Or: Let’s see how many people we can Other with “humor” in under five minutes.
A lovely instance of White Librul Dood values — at least, what they’re willing to participate in on national television. For those of you who want to save your stomachs and not watch*, in the first four and a half minutes of the interview, Perry makes jokes** with a trifecta of punchlines: misogyny! racism! and homophobia! (Oh, my side, it hurts from laughing. Har, har.)
He starts out with this gem. It’s nearly the first thing he says.

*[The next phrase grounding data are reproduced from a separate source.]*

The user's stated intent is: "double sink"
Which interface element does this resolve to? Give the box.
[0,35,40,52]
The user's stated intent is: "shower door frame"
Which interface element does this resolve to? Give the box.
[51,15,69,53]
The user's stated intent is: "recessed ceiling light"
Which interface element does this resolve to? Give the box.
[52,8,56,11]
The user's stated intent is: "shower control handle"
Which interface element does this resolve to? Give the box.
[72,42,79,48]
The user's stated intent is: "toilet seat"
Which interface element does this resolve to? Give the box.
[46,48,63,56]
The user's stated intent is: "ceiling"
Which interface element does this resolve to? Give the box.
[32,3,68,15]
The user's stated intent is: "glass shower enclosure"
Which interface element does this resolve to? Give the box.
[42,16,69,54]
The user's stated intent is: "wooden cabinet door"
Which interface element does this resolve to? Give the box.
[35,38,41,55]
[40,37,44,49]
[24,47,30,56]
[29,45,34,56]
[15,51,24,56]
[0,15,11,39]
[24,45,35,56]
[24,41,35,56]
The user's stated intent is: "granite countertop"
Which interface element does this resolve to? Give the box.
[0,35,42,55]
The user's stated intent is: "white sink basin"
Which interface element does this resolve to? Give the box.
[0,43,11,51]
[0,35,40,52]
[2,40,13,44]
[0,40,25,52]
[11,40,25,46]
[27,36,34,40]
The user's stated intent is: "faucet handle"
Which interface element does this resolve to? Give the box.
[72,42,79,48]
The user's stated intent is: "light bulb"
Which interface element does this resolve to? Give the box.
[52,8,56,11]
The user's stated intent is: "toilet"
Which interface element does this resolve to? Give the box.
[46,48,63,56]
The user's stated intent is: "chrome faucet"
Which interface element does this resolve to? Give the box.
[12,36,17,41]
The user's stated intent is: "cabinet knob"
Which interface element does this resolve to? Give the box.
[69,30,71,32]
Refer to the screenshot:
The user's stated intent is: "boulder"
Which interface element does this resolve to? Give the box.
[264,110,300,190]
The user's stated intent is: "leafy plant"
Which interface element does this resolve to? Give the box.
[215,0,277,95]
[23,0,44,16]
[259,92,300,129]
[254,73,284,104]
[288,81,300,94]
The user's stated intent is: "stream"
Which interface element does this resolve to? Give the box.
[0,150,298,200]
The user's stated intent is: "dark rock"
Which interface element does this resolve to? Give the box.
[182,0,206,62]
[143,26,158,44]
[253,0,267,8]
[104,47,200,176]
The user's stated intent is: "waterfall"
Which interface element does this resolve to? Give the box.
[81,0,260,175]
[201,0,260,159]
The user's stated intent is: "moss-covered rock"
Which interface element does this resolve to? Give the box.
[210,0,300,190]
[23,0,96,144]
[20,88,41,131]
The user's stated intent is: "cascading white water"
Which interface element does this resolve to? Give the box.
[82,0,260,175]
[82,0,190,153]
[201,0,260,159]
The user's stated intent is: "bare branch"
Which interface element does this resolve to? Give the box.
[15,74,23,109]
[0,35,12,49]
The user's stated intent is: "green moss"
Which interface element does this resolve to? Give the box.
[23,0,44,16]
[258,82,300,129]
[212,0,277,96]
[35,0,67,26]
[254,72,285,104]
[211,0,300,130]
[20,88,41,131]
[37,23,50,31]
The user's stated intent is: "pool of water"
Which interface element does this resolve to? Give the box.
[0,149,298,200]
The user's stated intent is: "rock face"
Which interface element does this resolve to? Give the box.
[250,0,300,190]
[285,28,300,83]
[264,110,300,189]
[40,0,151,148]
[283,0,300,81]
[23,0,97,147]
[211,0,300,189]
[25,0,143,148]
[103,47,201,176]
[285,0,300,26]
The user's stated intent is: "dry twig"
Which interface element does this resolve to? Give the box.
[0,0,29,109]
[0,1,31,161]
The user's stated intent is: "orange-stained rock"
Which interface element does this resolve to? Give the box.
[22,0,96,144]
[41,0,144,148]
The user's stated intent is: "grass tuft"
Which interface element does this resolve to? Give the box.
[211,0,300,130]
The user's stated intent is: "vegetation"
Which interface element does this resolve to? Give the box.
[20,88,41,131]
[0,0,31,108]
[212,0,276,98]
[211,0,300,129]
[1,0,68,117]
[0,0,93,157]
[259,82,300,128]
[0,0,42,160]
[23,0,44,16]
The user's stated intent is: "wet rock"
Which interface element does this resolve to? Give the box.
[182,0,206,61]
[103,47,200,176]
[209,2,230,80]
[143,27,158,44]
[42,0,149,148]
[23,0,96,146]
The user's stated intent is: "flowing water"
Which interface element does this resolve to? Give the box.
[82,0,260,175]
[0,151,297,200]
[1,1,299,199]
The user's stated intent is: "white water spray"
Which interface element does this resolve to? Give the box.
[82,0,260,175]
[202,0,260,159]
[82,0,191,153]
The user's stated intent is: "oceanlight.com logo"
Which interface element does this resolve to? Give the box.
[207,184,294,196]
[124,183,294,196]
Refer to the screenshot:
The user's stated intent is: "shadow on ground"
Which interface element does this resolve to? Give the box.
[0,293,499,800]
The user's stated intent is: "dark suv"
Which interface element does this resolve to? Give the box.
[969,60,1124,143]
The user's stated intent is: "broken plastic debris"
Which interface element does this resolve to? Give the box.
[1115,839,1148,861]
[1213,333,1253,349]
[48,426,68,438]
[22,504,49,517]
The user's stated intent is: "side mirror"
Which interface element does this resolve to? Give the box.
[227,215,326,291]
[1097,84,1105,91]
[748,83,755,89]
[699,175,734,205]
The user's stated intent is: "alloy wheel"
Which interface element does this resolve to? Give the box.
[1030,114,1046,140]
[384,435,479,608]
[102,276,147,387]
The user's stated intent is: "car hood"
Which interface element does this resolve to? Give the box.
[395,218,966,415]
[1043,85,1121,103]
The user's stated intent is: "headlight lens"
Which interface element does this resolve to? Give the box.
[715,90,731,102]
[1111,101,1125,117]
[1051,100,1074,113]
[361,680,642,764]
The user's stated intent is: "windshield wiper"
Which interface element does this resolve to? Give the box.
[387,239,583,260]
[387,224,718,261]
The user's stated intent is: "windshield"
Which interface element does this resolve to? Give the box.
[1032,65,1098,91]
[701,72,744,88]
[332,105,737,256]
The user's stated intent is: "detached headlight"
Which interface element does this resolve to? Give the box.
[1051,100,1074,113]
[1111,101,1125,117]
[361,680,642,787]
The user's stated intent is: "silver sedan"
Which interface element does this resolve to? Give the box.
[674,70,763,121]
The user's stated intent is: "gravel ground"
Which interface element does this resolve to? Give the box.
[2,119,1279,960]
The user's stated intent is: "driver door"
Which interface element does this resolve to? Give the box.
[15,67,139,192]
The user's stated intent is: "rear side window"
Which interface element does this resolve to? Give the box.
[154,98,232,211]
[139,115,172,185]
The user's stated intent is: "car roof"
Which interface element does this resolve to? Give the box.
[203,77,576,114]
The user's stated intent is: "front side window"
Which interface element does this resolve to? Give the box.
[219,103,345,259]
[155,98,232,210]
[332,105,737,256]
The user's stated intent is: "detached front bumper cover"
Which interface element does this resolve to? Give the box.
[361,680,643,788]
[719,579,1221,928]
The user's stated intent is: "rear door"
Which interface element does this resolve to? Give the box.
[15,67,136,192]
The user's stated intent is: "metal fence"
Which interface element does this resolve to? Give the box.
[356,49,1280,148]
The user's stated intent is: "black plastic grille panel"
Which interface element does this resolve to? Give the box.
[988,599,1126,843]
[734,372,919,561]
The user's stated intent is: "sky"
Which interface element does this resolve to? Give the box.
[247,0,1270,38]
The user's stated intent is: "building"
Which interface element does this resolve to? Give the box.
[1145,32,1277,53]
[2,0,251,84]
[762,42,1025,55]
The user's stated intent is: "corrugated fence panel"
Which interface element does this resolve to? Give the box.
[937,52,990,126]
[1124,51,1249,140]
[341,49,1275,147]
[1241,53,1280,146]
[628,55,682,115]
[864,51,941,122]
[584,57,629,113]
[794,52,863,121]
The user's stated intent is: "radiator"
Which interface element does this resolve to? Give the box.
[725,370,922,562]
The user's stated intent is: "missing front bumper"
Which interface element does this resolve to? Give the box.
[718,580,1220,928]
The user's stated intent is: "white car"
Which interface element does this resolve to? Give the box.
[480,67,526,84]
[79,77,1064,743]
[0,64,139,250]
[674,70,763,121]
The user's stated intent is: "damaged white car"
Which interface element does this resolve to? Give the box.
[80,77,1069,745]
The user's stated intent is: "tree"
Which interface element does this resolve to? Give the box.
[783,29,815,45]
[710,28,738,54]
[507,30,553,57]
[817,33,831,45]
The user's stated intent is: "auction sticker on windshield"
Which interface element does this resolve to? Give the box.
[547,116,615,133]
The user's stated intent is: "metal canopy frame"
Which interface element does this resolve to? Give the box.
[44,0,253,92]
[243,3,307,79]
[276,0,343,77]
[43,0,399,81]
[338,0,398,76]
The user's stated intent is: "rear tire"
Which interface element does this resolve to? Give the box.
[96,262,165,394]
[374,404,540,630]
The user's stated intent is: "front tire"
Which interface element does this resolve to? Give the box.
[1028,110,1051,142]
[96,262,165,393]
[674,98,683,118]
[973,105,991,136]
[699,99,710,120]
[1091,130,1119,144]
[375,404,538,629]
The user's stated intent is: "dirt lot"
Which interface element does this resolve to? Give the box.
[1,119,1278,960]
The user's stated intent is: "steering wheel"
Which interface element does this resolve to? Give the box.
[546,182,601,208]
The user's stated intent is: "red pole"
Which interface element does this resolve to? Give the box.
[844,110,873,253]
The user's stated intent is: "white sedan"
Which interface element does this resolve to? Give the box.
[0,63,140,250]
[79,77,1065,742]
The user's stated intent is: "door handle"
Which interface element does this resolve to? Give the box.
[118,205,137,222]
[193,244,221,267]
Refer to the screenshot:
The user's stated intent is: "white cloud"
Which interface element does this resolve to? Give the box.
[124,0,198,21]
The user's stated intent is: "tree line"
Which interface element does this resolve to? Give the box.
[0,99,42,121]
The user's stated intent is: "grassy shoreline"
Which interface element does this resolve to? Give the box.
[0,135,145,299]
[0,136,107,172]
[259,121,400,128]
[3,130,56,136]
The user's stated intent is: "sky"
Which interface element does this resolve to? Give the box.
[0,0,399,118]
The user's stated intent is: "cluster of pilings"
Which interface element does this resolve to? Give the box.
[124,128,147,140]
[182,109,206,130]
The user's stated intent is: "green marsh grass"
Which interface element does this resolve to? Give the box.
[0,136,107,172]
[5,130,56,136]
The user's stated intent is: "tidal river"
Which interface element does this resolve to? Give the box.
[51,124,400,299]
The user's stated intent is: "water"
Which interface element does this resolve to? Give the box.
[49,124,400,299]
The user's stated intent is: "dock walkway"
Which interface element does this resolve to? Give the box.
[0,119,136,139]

Perry: She [Kudrow] doesn’t return my calls anymore, but there’s a certain section of road right by her house that if you park your car at the right time, you can see right into her window.
Letterman: Can you give the coordinates on that a little later?
Perry: Absolutely—during the break!
[uproarious laughter from audience]
Followed by this, a bit later in the interview:
Perry: I started to think, okay, [M. Night Shyamalan] really likes me… no no no not…
[laughter from audience]
Perry: … I actually didn’t mean it that way.
Perry: I realize, the whole time—it’s not M. Night Shyamalan. It’s just an Indian guy.
Letterman: [laughing a bit uncomfortably] Wow. I don’t know what to say about that.
I simply ADORE the fact that Letterman plays into the stalking schtick with good humor, chuckles at the homophobic comment, but looks “uncomfortable” at the racism. Oh my, we can’t be seen being politically incorrect, can we? Getting caught at racism, or being complicit with racism***, that’s a no-no. But don’t forget, it’s not a good Librul White Dood setup without some misogyny thrown in, because stalking is always good fun, and we have to assure folks that we are Not Teh Gay!!!1eleventy!
But what do I know about funny? I’m just a humorless feminist.
h/t (and a couple transcript sections stolen from) Shakesville
* Or, you know, when the video goes away from YouTube.
** They must be jokes. People were laughing. One must assume they were funny.
*** This is not the Oppression Olympics. I think it’s telling that, of all the bad things to do, racism is the only thing that Letterman looks (or sounds, when he’s off-camera) uncertain about. It’s more the reaction of a kid who doesn’t mind doing something naughty; he just doesn’t want to get caught.